Булгаков и княгиня - Владимир Алексеевич Колганов
Шрифт:
Интервал:
Закладка:
А дальше – хорошо известные всем строки из рассказа «Морфий»:
«Анна К. стала моей тайной женой. Иначе быть не могло никак. Мы заключены на необитаемый остров».
Да, да! Именно остров! Там, в наркотических грёзах были только он и она. На смену ненавистной яви приходила иллюзия сбывшейся мечты.
Однако обманывать себя бесконечно невозможно. Рано или поздно приходит понимание того, что прошлое уж не вернуть. И даже морфий не поможет. По счастью, Булгакову удалось избавиться от морфинизма, но воспоминания о К. продолжали терзать душу, следуя за ним неотступно, словно какой-то рок, словно наказание за совершённую ошибку. Ведь можно было сделать всё иначе, но…

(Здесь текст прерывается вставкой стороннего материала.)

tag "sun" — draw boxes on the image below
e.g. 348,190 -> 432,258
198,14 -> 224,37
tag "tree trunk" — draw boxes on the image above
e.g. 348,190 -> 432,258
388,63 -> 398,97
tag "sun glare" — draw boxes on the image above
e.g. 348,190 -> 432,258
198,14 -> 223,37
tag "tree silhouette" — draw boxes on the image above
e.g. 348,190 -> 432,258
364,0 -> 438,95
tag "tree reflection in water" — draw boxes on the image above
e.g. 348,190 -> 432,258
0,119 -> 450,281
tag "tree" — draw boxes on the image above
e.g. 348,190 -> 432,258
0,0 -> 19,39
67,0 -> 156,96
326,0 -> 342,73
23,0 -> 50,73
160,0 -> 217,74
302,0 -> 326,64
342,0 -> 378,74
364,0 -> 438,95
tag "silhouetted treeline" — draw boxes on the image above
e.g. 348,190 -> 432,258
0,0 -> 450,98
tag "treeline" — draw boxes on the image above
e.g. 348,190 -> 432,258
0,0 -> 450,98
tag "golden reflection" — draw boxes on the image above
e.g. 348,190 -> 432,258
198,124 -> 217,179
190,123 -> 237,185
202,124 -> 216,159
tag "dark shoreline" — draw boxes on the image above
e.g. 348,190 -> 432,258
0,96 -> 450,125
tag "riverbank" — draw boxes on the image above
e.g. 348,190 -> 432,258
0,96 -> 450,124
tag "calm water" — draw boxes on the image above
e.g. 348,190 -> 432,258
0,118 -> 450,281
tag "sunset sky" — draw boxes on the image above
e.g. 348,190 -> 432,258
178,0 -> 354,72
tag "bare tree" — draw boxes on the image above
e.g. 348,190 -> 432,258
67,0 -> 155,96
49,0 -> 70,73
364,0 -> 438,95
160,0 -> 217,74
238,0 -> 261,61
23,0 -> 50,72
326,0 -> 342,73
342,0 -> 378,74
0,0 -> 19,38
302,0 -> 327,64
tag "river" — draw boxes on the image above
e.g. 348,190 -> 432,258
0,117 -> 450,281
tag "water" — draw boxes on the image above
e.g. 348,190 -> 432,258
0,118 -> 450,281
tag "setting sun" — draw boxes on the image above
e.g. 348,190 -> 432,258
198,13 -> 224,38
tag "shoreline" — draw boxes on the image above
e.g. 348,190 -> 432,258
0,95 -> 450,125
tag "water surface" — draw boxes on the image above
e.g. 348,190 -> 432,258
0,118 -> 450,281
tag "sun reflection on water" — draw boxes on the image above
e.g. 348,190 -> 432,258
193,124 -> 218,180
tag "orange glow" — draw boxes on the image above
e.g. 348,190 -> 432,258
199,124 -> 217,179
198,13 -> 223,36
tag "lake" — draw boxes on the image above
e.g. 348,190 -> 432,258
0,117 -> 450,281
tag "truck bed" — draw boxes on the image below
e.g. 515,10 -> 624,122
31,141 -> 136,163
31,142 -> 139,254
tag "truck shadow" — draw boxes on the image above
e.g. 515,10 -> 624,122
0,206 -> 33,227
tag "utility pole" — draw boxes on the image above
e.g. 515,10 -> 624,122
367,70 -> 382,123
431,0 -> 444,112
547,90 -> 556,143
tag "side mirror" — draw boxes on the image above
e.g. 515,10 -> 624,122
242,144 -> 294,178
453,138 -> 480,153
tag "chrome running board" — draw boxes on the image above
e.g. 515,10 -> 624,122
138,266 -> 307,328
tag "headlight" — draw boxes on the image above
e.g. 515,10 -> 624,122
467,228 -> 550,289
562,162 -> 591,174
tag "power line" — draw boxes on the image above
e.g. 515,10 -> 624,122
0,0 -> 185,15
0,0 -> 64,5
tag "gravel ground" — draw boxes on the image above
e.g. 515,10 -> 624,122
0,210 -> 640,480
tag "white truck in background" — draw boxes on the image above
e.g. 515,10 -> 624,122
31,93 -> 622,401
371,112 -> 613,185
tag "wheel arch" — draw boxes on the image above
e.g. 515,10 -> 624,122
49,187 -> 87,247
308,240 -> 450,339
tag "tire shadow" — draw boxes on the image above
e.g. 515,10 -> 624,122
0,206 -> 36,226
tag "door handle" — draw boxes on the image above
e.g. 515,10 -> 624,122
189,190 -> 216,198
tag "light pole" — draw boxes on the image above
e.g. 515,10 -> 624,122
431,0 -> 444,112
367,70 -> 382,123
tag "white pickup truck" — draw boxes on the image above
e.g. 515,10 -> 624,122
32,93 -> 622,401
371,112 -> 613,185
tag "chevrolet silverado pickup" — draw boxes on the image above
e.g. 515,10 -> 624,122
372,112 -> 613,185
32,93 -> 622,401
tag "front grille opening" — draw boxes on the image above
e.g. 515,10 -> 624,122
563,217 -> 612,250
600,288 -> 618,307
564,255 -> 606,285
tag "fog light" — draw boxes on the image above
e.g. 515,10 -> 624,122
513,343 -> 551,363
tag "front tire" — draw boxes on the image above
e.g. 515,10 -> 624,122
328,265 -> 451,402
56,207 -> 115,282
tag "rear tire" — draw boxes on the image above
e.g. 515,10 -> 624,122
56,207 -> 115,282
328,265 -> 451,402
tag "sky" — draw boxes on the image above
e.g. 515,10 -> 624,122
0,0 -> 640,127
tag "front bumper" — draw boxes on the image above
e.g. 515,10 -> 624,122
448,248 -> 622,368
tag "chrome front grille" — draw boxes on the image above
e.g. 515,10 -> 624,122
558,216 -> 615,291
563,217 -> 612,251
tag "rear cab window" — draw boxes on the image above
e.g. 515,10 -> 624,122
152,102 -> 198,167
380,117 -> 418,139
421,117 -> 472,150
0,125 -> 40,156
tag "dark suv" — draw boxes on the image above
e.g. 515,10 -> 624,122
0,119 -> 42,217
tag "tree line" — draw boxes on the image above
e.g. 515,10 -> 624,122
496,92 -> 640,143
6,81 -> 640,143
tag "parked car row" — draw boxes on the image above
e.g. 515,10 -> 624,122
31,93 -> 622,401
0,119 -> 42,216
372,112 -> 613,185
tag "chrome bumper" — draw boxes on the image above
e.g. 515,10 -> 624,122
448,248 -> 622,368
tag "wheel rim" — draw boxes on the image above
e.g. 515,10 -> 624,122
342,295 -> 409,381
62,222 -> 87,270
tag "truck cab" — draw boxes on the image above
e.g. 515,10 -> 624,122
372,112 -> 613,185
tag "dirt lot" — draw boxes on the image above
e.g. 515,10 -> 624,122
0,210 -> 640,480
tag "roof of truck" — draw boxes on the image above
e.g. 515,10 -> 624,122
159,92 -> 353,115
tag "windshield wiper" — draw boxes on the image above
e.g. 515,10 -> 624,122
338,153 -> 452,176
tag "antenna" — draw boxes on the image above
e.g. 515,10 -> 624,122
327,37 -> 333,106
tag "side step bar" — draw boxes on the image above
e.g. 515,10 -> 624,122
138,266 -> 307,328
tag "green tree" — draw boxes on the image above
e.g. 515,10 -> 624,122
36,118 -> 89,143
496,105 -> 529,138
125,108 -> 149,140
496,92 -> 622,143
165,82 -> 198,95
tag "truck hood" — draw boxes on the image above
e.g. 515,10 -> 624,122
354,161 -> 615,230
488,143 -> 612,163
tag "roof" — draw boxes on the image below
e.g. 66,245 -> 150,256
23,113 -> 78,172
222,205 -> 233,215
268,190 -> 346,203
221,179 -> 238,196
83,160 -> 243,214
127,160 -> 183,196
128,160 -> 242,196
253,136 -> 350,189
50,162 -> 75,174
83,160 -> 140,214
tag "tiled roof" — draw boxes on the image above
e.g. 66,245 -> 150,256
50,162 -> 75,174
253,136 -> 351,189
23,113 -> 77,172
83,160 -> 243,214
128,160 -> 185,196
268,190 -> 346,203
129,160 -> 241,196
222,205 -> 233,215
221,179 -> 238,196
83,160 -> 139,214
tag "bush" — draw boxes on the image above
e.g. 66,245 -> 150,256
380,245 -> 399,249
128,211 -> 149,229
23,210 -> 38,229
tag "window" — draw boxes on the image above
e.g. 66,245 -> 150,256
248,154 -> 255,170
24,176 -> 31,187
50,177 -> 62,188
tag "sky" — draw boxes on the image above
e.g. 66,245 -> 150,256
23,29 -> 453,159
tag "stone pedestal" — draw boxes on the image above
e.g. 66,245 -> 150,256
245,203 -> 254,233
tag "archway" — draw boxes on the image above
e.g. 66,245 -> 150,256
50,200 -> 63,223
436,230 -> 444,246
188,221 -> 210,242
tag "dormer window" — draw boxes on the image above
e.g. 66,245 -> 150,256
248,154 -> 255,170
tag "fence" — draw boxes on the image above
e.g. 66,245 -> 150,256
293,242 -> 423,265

И в завершение – ещё несколько строк из этого рассказа:
«Анна К. умерла в 1922 г. от сыпного тифа, на том же участке, где работала. Амнерис – первая жена Полякова – за границей. И не вернётся».
В сущности, сам Булгаков предлагает нам выстроить этот ряд – К., Анна К., Анна Кирилловна и Кира Алексеевна. Стоит обратить внимание на совпадение инициалов, если переставить «А» и «К». Да, видимо, ещё сохранялась слабая надежда – вдруг прочитает и поймёт.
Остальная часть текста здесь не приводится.